Lunedì 8 giugno si è svolto lo sciopero generale del personale docente, dirigente e ATA della scuola indetto da FLC CGIL, Cisl Scuola, Uil scuola, Snals Confsal e Gilda Unams per rivendicare investimenti e garanzie per la ripresa delle lezioni a settembre in presenza e in sicurezza. E proprio all’insegna della sicurezza si sono svolte le centinaia di manifestazioni in tutta Italia, perché i sindacati hanno voluto evitare l’affollamento di una manifestazione nazionale. Le lavoratrici e i lavoratori hanno manifestato alcuni davanti alle proprie scuole, a Roma al ministero dell’Istruzione, altri con flash mob sparsi per le città. Un modo inedito e diffuso di far sentire la propria voce e dare visibilità a una significativa iniziativa sindacale. Le foto su Facebook.

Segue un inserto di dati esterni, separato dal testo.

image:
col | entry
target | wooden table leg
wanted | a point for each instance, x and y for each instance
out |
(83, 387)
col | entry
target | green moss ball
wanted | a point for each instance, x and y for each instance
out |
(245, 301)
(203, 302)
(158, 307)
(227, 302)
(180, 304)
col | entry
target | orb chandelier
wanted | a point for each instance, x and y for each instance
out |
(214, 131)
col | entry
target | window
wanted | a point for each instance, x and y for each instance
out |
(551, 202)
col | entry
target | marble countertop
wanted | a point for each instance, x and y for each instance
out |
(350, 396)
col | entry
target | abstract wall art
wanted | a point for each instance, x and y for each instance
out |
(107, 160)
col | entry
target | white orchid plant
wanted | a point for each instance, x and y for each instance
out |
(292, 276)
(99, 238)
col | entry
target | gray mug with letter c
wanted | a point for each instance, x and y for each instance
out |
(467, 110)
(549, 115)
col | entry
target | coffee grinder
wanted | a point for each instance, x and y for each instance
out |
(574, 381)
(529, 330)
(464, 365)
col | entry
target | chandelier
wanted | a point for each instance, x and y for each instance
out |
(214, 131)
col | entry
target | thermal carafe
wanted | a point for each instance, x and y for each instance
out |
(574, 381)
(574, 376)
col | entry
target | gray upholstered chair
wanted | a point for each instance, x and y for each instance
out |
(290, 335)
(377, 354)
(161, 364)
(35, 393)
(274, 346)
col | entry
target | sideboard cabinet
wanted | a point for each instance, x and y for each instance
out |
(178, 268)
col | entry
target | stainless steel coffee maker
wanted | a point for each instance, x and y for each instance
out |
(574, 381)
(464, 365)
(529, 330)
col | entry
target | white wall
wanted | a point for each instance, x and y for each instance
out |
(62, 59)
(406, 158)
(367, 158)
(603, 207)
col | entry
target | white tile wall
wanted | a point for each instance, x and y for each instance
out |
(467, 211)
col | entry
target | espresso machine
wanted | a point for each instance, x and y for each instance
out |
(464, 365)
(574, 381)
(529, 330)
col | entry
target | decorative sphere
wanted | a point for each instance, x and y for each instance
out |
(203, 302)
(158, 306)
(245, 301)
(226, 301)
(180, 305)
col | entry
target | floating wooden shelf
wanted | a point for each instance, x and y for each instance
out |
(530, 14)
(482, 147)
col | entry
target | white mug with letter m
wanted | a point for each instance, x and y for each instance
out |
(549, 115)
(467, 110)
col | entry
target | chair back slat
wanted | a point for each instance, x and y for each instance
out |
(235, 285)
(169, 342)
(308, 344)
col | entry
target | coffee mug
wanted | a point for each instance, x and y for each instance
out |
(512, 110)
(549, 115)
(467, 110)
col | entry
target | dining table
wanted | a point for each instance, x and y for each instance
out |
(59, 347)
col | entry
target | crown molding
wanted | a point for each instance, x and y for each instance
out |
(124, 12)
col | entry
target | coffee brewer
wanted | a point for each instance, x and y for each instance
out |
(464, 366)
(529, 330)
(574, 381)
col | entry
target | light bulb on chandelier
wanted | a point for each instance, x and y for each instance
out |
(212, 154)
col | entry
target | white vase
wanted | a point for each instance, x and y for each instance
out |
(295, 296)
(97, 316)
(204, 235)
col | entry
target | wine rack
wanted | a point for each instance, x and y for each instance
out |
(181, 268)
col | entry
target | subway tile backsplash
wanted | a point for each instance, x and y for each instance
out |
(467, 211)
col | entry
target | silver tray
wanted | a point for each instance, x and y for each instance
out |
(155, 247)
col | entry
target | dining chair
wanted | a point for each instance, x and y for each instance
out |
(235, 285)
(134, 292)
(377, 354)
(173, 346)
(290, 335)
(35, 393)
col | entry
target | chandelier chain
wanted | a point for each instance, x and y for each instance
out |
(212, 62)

La proclamazione dello sciopero dell’8 giugno è stata una scelta obbligata: troppa la distanza tra quanto necessario alla scuola pubblica per garantire la ripartenza a settembre in presenza e in sicurezza, e quanto assicurato dalla Ministra Azzolina. Il personale della scuola, le famiglie e con loro i sindacati, temono che le scuole possano non riaprire, o che riaprano in condizioni di emergenza. Ferma restando l’importanza di ricominciare il nuovo anno scolastico in presenza, visto che la didattica a distanza ha rappresentato una soluzione emergenziale che, purtroppo, ha creato disagi e diseguaglianze, è difficile, nelle condizioni date, assicurare il distanziamento e la sicurezza in aule scolastiche spesso sovraffollate o comunque non sufficientemente capienti.

Le ragioni dello sciopero che era già stato proclamato il 6 marzo, ma poi ritirato per senso di responsabilità, si sono addirittura moltiplicate in questi tre mesi che hanno travolto le condizioni di vita e di lavoro delle scuole.

Il ministero con il “Decreto Rilancio” ha stanziato per la scuola circa 1,4 miliardi di euro, una cifra già insufficiente prima della pandemia, figurarsi ora che i problemi e i bisogni sono cresciuti in modo esponenziale, mettendo a nudo le fragilità già presenti nel nostro sistema scolastico dopo da anni di tagli, disinvestimenti e precarietà del lavoro.

Lo sciopero, nonostante il momento difficile e le scuole ancora chiuse, è una scelta di campo ben precisa: dalla parte dei lavoratori e degli studenti, per una scuola sicura e di qualità. Perché la scuola pubblica diventi una risorsa strategica per un diverso modello di sviluppo e nulla sia più come prima.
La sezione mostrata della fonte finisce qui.